My heart sings of its love
for my land of steep cliffs,
grey, brown and red;
rocky hills where wild goats leap
and swallows fly home to nest;
snug, safe harbours
and the small steaming islet
where the great mother
meets the god of the sea.
How I fear to leave
and already long to return.
to the rock god who stands
overlooking the town,
the goddess of the stream
that never runs dry,
the god of winds at the narrow rock path
and the goddess of childbirth
in the wishing tree –
I understand much
that I didn’t before,
and by Tiny’s blushes
know she’s prayed at this tree
and understand why she must stay.
By the time we reach town, my soul is full and peaceful. I know that I’ve sung the island for Mama the best that I can. Nunu is smiling and so are the wise-women. We manage to keep smiling as we start through the town, because it’s not such a shock this time.
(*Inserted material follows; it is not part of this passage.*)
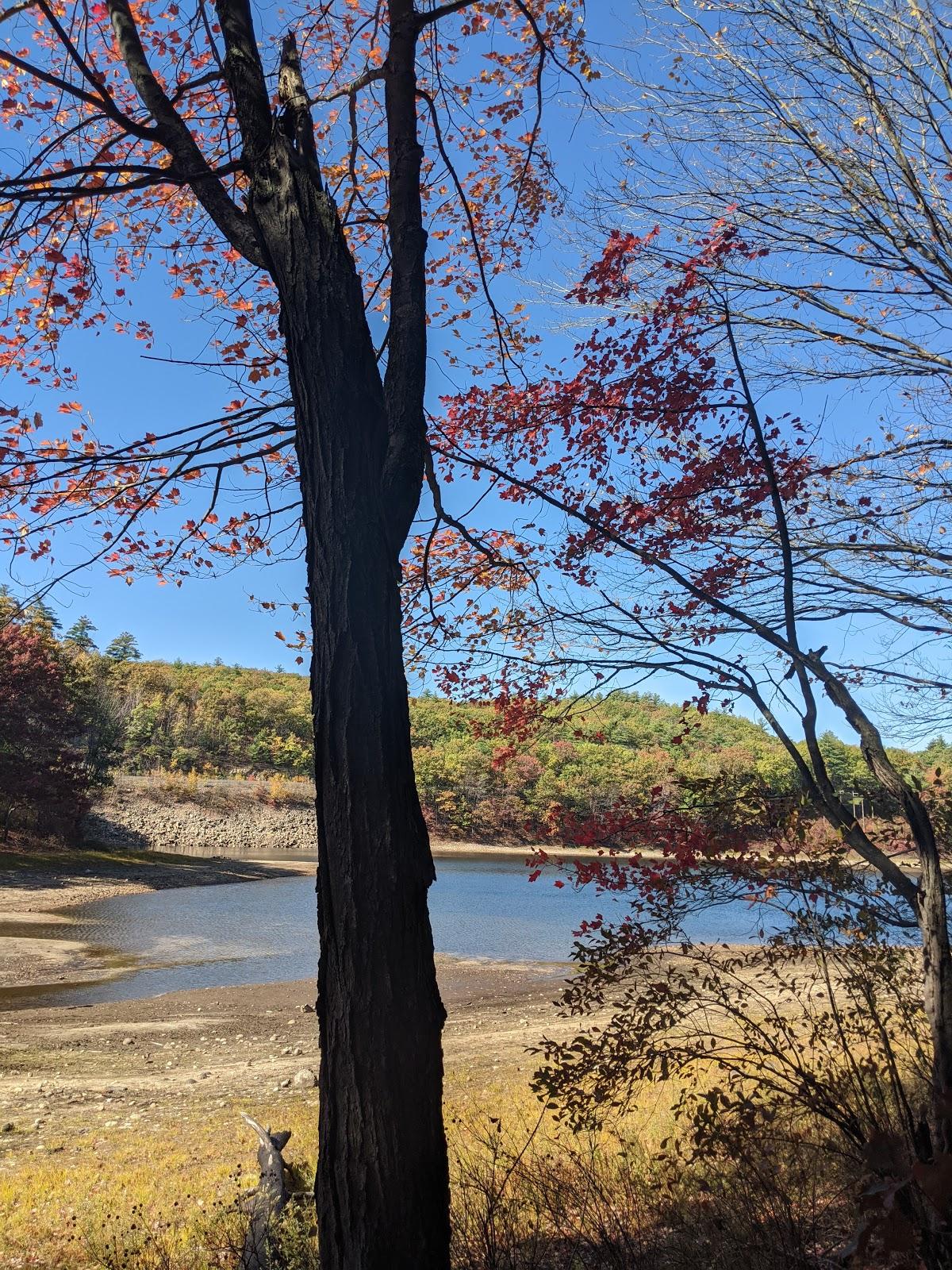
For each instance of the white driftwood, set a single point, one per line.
(267, 1200)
Is that how Dada and the chief keep going? Can we can get used to anything, no matter how terrible it is?
I don’t start shaking till we meet Dada at the ruins of our house. All this time, I’ve tried not to think of that day; now I can’t stop. I seem to be back at the bottom of the stairs as Mama tumbles and the house crashes. The fear presses on my chest, stops my throat, blacks out my eyes.
Dada steadies me with an arm. ‘We must farewell the spirit of the house.’
With Chance trembling at my side, I pick my way over the rubble to the hole at the back of the kitchen where the house snake lives.
I pour her a libation of wine and a sprinkle of grain.
‘We leave you this gift,’ says Dada, ‘as a token of our hope to return.’
Carefully, he places the golden ibex into a chest and slides it into a hole under the floorboards, behind the cupboards.
The men pick up Mama’s stretcher, and we leave our home.